Mad God (2021)
A conflicted masterpiece, lost over a 30-year journey
25 July 2022
Warning: Spoilers
Let me start by saying Mad God meant a lot to me.

I've tried writing this review about a dozen times and just didn't know how to do it.

I began following Phil Tippett's Mad God nearly a decade ago now, I found the trailer floating around on the internet and was instantly enamored by the unique look and feel of the film.

At the time it was little more than a dream of Phil's that he had been making out of his garage.

When the first two kickstarters were posted I was first in line to support them, Those two shorts shaped up to be everything the original concept trailer had promised. Practical stop-motion, shot on film, hand-made sets and props, everything done from scratch. The look and feel of something that lovingly crafted is unparalleled.

I remember waiting for part 3 and then I don't really remember anything happening for some time, I don't actually know what caused me to miss it, but I now think I know why.

Years later I stumbled upon the VR project Phil had done for Mad God by sheer chance and I enjoyed that as well, it got me to dig back into the project to see if anything had come of it since I had stopped following, what I found was that part 3 had never been posted to the site, and that was the end of it for then.

Another few years pass and I got thinking about it again, I went digging and discovered that Phil had gotten the project made into a feature and was touring it. I didn't manage to get to a screening but by then it had already been picked up by shudder and had a release date.

Finally I got to see what had become of the project.

The final film contains 40 minutes of what was the original two shorts, those parts remain masterpieces. They tell a dark and esoteric story of a strange assassin entering a hellish and lost world to pursue some unknown mission. It isn't much to go on but we have a central character and an idea of their objective. This gives us someone to root for, an idea that they're going somewhere, and an enemy for them to fear.

Like many artsy projects of this caliber it tends to be a fairly simple plot used to hang smaller sketches on. There are plenty of famed artist driven vehicles that function this way and plenty of them are excellent for it. The assassin travels through horrible places as an opportunity for Phil and his team to animate a bunch of interesting and horrible things.

Then we reach what was originally part 3, and from here it all falls apart.

The main character is rapidly dispatched, but not in stop-motion. From here on out they use almost exclusively full-motion digital.
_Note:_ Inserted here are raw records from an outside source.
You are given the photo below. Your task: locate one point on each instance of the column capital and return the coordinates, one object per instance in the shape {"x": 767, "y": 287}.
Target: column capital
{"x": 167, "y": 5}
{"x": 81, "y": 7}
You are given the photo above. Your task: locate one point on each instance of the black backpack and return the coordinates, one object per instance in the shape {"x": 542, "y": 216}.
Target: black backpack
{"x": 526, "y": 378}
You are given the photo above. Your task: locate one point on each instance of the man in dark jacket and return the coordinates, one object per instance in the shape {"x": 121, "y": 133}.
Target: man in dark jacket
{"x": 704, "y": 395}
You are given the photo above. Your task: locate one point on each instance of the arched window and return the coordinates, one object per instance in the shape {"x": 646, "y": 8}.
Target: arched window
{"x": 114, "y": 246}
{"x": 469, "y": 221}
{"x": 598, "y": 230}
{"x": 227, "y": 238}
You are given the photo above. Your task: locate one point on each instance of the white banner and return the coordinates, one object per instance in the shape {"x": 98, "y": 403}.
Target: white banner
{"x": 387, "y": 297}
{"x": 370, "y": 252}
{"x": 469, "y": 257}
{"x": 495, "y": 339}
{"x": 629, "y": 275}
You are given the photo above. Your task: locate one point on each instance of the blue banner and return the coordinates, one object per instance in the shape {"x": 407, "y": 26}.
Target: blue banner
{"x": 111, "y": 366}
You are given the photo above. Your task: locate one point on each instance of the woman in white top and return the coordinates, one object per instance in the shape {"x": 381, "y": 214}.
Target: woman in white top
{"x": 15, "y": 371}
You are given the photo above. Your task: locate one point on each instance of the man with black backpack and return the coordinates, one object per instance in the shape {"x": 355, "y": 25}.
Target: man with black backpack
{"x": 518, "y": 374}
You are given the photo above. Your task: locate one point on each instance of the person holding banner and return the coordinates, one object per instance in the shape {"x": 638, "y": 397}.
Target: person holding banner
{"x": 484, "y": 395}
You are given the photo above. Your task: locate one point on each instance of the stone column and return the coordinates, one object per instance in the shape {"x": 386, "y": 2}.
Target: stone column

It isn't lost on me how difficult and expensive stop-motion analog film-making is, however it was that dedication that made the project so special. I can accept the shift to digital, there are plenty of excellent sequences in the rest of the film shot on digital, but several of them rely heavily on full-motion, and that I can safely say looks jarring and cheap.

Gone are the sequences where every shot is full of life and creativity, lovingly hand-crafted and painstakingly animated. In their place we have drawn out sequences of repetitive actions, lazy full-motion capture, and tons of bizarre splicing.

To punctuate the most impressive portion of film-making and separate it from the stuff of similar quality, we have a massive sequence of primarily live-action that looks incredibly awkward and far less visually impressive. It is followed by a digitally shot sequence that essentially mimics the first act, but looks significantly less impressive. The final act, while visually impressive, has completely lost any thread the film had up to this point.

The plot has been abandoned, the visual style has been abandoned, the dedication to an art form has been abandoned. So what's left?

This is why I'm left extremely conflicted. I hate to trash Phil and his team for the effort they put in, this is still an incredibly interesting and original film, the kind of thing I love to see. I want to champion this film for everything it is, but as someone that was so inspired by the dream of this film in its original form I find it too hard to let go and value what it is now.

The 10 minutes of digging around the main characters guts is what I feel like happened to the whole film.

It feels like they ran out of money and passion, and so they killed their hero, dug around its guts for something valuable, tossed out everything meaningful or shiny, and plucked out a screaming fetus of what once was creativity then unceremoniously sacrificed it to something esoteric with the illusion of depth.

It's a shame that I don't love this movie... but I don't.

If you're compelled by anything you see, go support the short films instead of the full feature. I don't know if they're still listed in their original form but I'm sure you can find them, you will get more out of that.